|Title||Quasi-stationary North Equatorial Undercurrent jets across the tropical North Pacific Ocean|
|Publication Type||Journal Article|
|Year of Publication||2013|
|Authors||Qiu B., Rudnick D.L, Chen S.M, Kashino Y.|
|Journal||Geophysical Research Letters|
|Type of Article||Article|
|Keywords||ARGO T; circulation; countercurrent; currents; profiles; profiling floats; S; subthermocline eastward jets; topex/poseidon; tropical North Pacific Ocean; zonal jets|
Subthermocline circulation in the tropical North Pacific Ocean (2 degrees N-30 degrees N) is investigated using profiling float temperature-salinity data from the International Argo and the Origins of the Kuroshio and Mindanao Current (OKMC) projects. Three well-defined eastward jets are detected beneath the wind-driven, westward flowing North Equatorial Current.
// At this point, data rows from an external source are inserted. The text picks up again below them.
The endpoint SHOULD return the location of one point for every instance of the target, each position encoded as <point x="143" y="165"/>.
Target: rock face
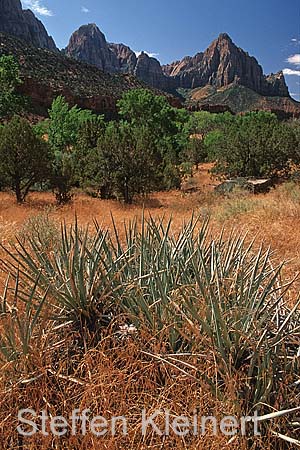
<point x="149" y="70"/>
<point x="24" y="25"/>
<point x="222" y="64"/>
<point x="127" y="59"/>
<point x="45" y="75"/>
<point x="89" y="45"/>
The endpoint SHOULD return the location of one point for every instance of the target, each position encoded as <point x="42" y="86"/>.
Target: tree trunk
<point x="18" y="192"/>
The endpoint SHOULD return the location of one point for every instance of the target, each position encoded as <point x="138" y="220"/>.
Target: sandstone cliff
<point x="222" y="64"/>
<point x="88" y="44"/>
<point x="24" y="25"/>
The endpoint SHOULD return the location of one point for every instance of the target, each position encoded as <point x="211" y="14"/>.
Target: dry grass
<point x="116" y="378"/>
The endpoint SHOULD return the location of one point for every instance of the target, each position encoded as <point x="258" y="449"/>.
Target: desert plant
<point x="24" y="158"/>
<point x="20" y="315"/>
<point x="218" y="299"/>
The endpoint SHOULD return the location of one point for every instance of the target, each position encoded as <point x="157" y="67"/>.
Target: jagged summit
<point x="24" y="25"/>
<point x="220" y="65"/>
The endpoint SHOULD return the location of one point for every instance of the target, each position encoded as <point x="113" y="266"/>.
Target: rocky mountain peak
<point x="89" y="44"/>
<point x="24" y="25"/>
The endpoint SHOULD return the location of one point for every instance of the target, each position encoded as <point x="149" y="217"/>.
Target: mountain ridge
<point x="23" y="24"/>
<point x="114" y="68"/>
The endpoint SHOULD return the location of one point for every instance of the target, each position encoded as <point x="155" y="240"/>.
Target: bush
<point x="24" y="158"/>
<point x="254" y="145"/>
Dubbed the North Equatorial Undercurrent (NEUC) jets, these subthermocline jets have a typical core velocity of 2-5 cms(-1) and are spatially coherent from the western boundary to about 120 degrees W across the North Pacific basin. Centered around 9 degrees N, 13 degrees N, and 18 degrees N in the western basin, the NEUC jet cores tend to migrate northward by approximate to 4 degrees in the eastern basin. Vertically, the cores of the southern, central, and northern NEUC jets reside on the 26.9, 27.2, and 27.3 sigma surfaces, respectively, and they tend to shoal to lighter density surfaces, by about 0.2 sigma, as the jets progress eastward.